Loss of DACT2 expression and increased β-catenin expression are related to promoter regional hypermethylation in human primary lung cancer

DACT2 expression was evaluated by IHC in 44 cases of primary lung cancer and their matched non-neoplastic adjacent tissues. DACT2 staining was observed predominantly in the cytoplasm as expected. Positive DACT2 staining was found in nine cases of lung cancer tissue and in 34 tissues adjacent to lung tumours (Figure 2C1). Negative DACT2 staining was found in 35 cases of lung cancer tissue and in ten tissues adjacent to lung tumours (Figure 2C2). Among the cancer samples examined for expression, 21 cases were methylated and 23 cases were unmethylated. But in the non-neoplastic adjacent tissues, only nine cases were methylated and 35 cases were unmethylated. DACT2 staining was inversely associated with promoter region methylation (p = 0:0001).

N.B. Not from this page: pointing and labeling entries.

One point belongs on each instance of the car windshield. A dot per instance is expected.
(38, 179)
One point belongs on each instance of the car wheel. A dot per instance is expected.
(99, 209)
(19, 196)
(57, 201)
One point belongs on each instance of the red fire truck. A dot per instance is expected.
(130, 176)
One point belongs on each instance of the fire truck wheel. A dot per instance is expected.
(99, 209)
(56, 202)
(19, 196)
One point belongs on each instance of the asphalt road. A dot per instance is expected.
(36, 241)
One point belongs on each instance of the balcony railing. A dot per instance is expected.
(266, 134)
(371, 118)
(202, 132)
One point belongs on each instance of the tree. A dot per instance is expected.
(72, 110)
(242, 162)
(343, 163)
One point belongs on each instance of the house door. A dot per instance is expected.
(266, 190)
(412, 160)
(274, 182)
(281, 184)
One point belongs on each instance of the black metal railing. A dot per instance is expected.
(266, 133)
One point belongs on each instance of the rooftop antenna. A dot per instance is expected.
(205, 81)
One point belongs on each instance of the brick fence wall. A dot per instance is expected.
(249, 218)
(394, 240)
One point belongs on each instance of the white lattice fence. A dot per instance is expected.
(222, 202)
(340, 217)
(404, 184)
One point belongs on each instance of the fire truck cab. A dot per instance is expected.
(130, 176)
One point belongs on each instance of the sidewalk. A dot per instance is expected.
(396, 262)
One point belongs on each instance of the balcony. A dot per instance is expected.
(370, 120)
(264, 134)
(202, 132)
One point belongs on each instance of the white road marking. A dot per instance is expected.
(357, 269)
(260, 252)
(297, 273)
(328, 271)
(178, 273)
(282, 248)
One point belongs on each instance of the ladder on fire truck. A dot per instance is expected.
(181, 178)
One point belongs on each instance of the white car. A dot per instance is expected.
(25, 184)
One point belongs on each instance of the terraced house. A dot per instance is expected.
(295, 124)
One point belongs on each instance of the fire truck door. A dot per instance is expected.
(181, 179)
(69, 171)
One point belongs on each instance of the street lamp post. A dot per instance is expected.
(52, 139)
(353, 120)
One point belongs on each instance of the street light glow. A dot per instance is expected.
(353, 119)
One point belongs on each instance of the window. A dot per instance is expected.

This indicates that DACT2 expression may be regulated by promoter region hypermethylation in primary lung cancer. To determine whether the silencing of DACT2 was associated with Wnt pathway activation, β-catenin expression was also evaluated by IHC in the primary lung cancers and adjacent non-neoplastic tissues. Negative β-catenin staining of the nucleus, cytoplasm or membrane was observed in five cases of cancer tissue and 38 cases of adjacent tissue (Figure 2C3). In the primary lung cancers, positive nuclear β-catenin staining was found in six cases, while positive cytoplasmic or membranous staining was found in 38 cases (Figure 2C4). In adjacent tissues, there was only one case of positive nuclear β-catenin staining, and only six cases of positive cytoplasmic or membranous staining were observed. These results indicate that expression of DACT2 and β-catenin are inversely associated in lung cancer (p = 0:0001).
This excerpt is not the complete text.